横溝正史『女怪』

2022-03-13

昭和30年に「オール読物」に発表された短編小説。角川文庫版の『悪魔の降誕祭』所収。

横溝の作品を網羅しているサイト「横溝正史クロニクル」によると、横溝は昭和2年にも「女怪」という小説を書いたがこちらは中絶したらしい。戦後になって改作したものだろうか。中身も戦前の横溝の作風に戻っているような。

大まかなストーリーはウィキペディアにも載っているが、横溝自身と思しき「先生」と伊豆の山村に旅行した金田一耕助は、そこに修行場を構える跡部通泰という胡散臭い行者と出会う。跡部は持田恭平という資産家の別荘を譲り受けて修行場にしていたが、持田の未亡人・虹子は銀座でバーを営んでおり、金田一の片思いの人であった。

金田一と「先生」は、跡部が持田の墓から歩いてきたのを目撃したが、跡部はちょうど頭蓋骨が入るくらいの箱を小脇に抱えていた。そこから金田一と「先生」は、脳溢血で急死したという持田恭平は、実は虹子に殺害されたのであり、その頭蓋骨に何らかの証拠が残っているのではないか、跡部はそれをネタに虹子を脅迫するつもりなのではないかと想像する。

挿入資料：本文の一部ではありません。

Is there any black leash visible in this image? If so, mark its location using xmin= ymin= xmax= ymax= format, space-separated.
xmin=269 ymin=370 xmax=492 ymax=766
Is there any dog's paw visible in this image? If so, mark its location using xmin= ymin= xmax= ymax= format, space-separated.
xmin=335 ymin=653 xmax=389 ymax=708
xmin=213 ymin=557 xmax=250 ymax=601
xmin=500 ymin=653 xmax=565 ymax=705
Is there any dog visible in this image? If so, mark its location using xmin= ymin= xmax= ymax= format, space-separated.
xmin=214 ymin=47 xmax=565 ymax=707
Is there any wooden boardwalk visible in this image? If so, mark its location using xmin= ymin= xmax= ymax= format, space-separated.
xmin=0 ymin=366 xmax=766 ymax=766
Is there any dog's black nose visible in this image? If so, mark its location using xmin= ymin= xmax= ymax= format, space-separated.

頭蓋骨に何らかの痕跡が残る殺害方法とは何なのか。やがて虹子の元に賀川という元子爵家の令息が現れ、二人は恋仲になるのだが、金田一は事件の真相を見抜いて苦悩する…というストーリー。

〈以下ネタバレ〉

跡部はサングラスと眼鏡を二重にかけているという奇人で、跡部通泰という名も本名かどうかわからず、行者として名望を得る以前の経歴も不明。そこからしていかにも誰かの変装ではないかと思わせる。

では誰の変装なのかというと賀川で(私は持田が実は生きていて…かと思ったのですが)、この賀川という名前、『殺人鬼』で出てきた犯人の亭主の名前で、賀川も別人に成りすまして殺人を重ねていた。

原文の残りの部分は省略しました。